And c2The benchmark and amplitude of control function curve;Then pass through global fitting functionLocal fit result is merged, wherein fL(t), fC(t) and
fR(t) it is illustrated respectively in [tL,tR] left side minimum value, intermediate maximum and the corresponding local fit letter of the right minimum value in section
Number, [tL,tR] it is constant interval to fitting part in time series data, α (t) and β (t) they are the cuttings between 0 to 1
Function.
During asymmetric Gaussian function fitting, choose local fit section when, be by sliding average window come
Realize data smoothing extraction time window, the data for participating in data smoothing are to select the left and right of window center point adjacent to point data,
It is handled by weighting and carries out data smoothing.The approximating method is suitable for the phenology information extraction in Long time scale, takes segmentation
The method of fitting, the interference that local data can be fitted to avoid global data, since the maximum value of each curve is all mutual
It is independent, therefore, in the complicated time-serial position of fitting, there is good applicability, the curve after fitting is closer to very
Truth condition.
Based on the same inventive concept, the embodiment of the present application also provides a kind of pest and disease damage time DYNAMIC DISTRIBUTION monitoring system, Fig. 4
It is shown a kind of structure chart of the monitoring system of pest and disease damage time DYNAMIC DISTRIBUTION provided by the embodiment of the present application, refers to Fig. 4, this
Apply embodiment provided by pest and disease damage time DYNAMIC DISTRIBUTION monitor system 100, comprising: acquisition module 110, analysis module 120,
EVI constructs module 130, EVI time series data obtains module 140, filters reconstructed module 150 and judgment module 160;
Acquisition module 110, for acquiring crops each breeding time corresponding canopy spectra data, for contemporaneity
Crops obtain slight pest and disease damage spectrum, moderate pest and disease damage spectrum, severe pest and disease damage spectrum and healthy crops spectrum;
Analysis module 120, for respectively to the slight pest and disease damage spectrum of crops, moderate pest and disease damage spectrum, severe disease pest
Evil spectrum and healthy crops spectrum are analyzed, and obtain crops by the reflectivity of the sensitive band of pest and disease damage;
EVI constructs module 130, for constructing EVI using the reflectivity of sensitive band;
EVI time series data obtains module 140, for the time series data according to canopy spectra data acquisition EVI;
Reconstructed module 150 is filtered, is filtered and reconstructs for the time series data to EVI, obtain by pest and disease damage crops
With the timing curve of healthy crops;
Judgment module 160 judges pest and disease damage situation for the state according to the timing curve by pest and disease damage crops: when
When timing curve is the first state, such as the curve 104 in Fig. 3 is referred to, which is presented double-peak feature, illustrates bimodal
Corresponding primary peak period pest and disease damage outburst, the period pest and disease damage between bimodal are inhibited;When timing curve is second
When kind of state, such as the curve 105 in Fig. 3, which there is abnormal unimodal feature, illustrate to break out in wave crest period pest and disease damage and not
Pest and disease damage is inhibited;When timing curve is the third state, such as the curve 106 in Fig. 3, which does not occur peak value,
Illustrate that pest and disease damage degree is slight and does not inhibit to pest and disease damage.
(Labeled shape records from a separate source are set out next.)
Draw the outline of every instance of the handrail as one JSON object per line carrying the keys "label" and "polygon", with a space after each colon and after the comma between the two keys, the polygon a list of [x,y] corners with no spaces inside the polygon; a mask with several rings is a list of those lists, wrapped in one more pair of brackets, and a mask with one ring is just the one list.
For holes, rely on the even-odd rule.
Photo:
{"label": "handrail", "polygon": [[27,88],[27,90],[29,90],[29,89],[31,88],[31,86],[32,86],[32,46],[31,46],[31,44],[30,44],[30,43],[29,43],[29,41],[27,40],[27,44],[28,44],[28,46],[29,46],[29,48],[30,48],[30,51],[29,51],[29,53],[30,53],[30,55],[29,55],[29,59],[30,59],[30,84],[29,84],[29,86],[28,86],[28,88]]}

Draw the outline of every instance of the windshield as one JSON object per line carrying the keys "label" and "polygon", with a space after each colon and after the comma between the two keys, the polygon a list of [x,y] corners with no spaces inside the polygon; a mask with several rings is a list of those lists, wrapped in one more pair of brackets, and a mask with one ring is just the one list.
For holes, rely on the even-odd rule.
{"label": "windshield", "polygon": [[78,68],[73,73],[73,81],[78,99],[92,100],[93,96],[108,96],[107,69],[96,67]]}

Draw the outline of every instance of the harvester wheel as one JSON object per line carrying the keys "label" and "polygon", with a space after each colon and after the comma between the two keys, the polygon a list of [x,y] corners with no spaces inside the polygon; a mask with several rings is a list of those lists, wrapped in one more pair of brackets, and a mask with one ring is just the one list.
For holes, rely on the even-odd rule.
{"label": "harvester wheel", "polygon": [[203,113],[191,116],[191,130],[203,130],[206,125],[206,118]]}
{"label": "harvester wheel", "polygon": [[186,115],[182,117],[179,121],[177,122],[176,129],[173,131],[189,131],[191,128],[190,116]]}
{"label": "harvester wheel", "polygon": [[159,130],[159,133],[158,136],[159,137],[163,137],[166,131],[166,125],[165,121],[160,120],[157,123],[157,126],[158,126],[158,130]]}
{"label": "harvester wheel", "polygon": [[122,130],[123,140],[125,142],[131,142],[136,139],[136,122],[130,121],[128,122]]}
Specifically, Fig. 4 is referred to, pest and disease damage time DYNAMIC DISTRIBUTION provided by the embodiment of the present application monitors system, including
Acquisition module 110, analysis module 120, EVI building module 130, EVI time series data obtain module 140, filtering reconstructed module 150
With judgment module 160, each breeding time canopy spectra data of crops are acquired by acquisition module 110 first, due to visible
In optical range, as pest and disease damage degree is reinforced, the content of crops Determination of Chlorophyll can be gradually decreased, and crops subtract the absorption of light
Less and reflectivity increases, according to the reflectivity in the crops curve of spectrum of contemporaneity in the application, by pest and disease damage degree point
For slight pest and disease damage, moderate pest and disease damage, severe pest and disease damage, after obtaining the curve of spectrum, by analysis module 120, for same a period of time
The crops of phase analyze the crops curve of spectrum under different pest and disease damage degree, in Fig. 2, with diseases and pests of agronomic crop journey
Degree is reinforced, and crops enhance in the reflectivity of blue wave band and red wave band, and especially in red wave band, reflectivity enhances, and in farming
Under object riotous growth or health status, in the higher reflectivity of spectrum appearance of the near infrared band of 700nm-1300nm, but with
Pest and disease damage degree reinforce, leaf tissue destroyed, and light can not be reflected in blade interior, and reflectivity is caused to decline, can
Know that crops by the sensitive band of pest and disease damage are blue wave band, red wave band and near infrared band, and obtains different pest and disease damages according to fig. 2
The crops of degree are in the reflectivity of each sensitive band, and curve 101 indicates slight pest and disease damage in the reflection of each wave band in Fig. 2
Rate, curve 102 indicate moderate pest and disease damage in the reflectivity of each wave band, and curve 103 indicates severe pest and disease damage in each wave band
Reflectivity.
Continuing with being that reflection vegetation index by pest and disease damage stress is changed more sensitive vegetation index referring to Fig. 3-Fig. 4, EVI,
Crops are obtained after the reflectivity of sensitive band, module 130 is constructed by EVI and constructs enhancing using the reflectivity of sensitive band
Vegetation index EVI, and pass through ordinal number when EVI time series data obtains EVI of the module 140 according to canopy spectra data acquisition crops
According to due to being influenced by factors such as satellite sensor self-condition, cloud covering, shades, EVI time series data is inevitably produced
Therefore raw noise is filtered and reconstructs to EVI time series data by filtering reconstructed module 150, obtain filtered by disease pest
The timing curve of evil crops and healthy crops, such as Fig. 3, and using judgment module 160 according to by pest and disease damage crops when
The state of overture line judges pest and disease damage situation, and as can be seen from Figure 3 unimodal spy is presented in the timing curve 107 of healthy crops
Sign, at the 200th day or so, the EVI of healthy crops reached maximum value;And when crops are influenced by pest and disease damage, EVI when
Three kinds of states are presented in overture line, when timing curve is the first state, such as refer to the curve 104 in Fig. 3, which is in
Existing double-peak feature, when -200 days 170 days, EVI decline illustrates to break out in this period pest and disease damage, by artificially going and buy Chinese medicine
Control, pest and disease damage is inhibited, so that EVI rises again, to the second secondary wave crest occur;When timing curve is second of state
When, such as the curve 105 in Fig. 3, which there is abnormal unimodal feature, and when curve reaches wave crest, pest and disease damage is broken out, due to not
Pest and disease damage is inhibited, therefore EVI will not rise again;When timing curve is the third state, such as the curve in Fig. 3
106, which does not occur peak value, illustrates that pest and disease damage degree is slight, but due to not inhibiting to pest and disease damage, also to agriculture
The growth of crop exerts a certain influence, so that timing curve does not occur peak value.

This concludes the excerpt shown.